In my point of view this implemeting into type composing is just as nonsensical and nasty as it is in speach.
It is unnatural, and will ever be.
18 Feb 2013 — 9:14am
Women are a minority? :-)
Related: http://typophile.com/node/100528
hhp
18 Feb 2013 — 9:44am
> Women are a minority?
very funny.
99 of 100 women don’t care about those things.
18 Feb 2013 — 9:52am
I certainly agree that things like feminism are often usurped to benefit the wrong people. But I also think most women realize they're treated as second-class citizens, and most of them care.
hhp
18 Feb 2013 — 12:07pm
Regardless of all the social concerns, I think this is an excellent idea. In linguistics one often encounters things that are either optional or contextually dependent, surrounded with parentheses. Since parens are mostly cap-height or ascender height, the effect is jarring. See this list of suffixes, for example: ‑ch, ‑k(w), ‑x(w), ‑(ʼ)n, ‑ts.

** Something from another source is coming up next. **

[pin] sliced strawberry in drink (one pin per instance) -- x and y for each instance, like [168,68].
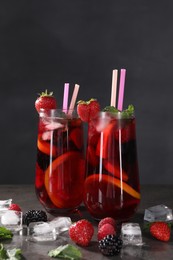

There are pairs of Unicode parens for superscript and subscript elements which are very useful for phonetic transcriptions that use a lot of superscript and – to a lesser extent – subscript modifiers. These are far more readable than their full-sized parenthesis counterparts: ‑k⁽ʷ⁾, ‑tɬ⁽ʹ⁾, tʃ⁽ʰ⁾‑, ‑l⁽ˤ⁾, ‑t₍.₎s‑, ‑ŋ₍₊₎ versus ‑k(ʷ), ‑tɬ(ʼ), tʃ(ʰ)‑, ‑l(ˤ), ‑t(.)s‑, ‑ŋ(₊). (Pretend that those examples are all in an appropriate typeface rather than mangled by your browser.) Having a similar pair of parentheses for x-height elements would be a major typographic improvement, though I imagine it would take some time to catch on given that the superscript and subscript ones are only beginning to see regular use.
18 Feb 2013 — 12:10pm
I should note that I’ve seen attempts before that use parens in a smaller point size. The results are, as one might expect, less than ideal. The parens become too spindly and not only disrupt the colour but also end up being more easily missed.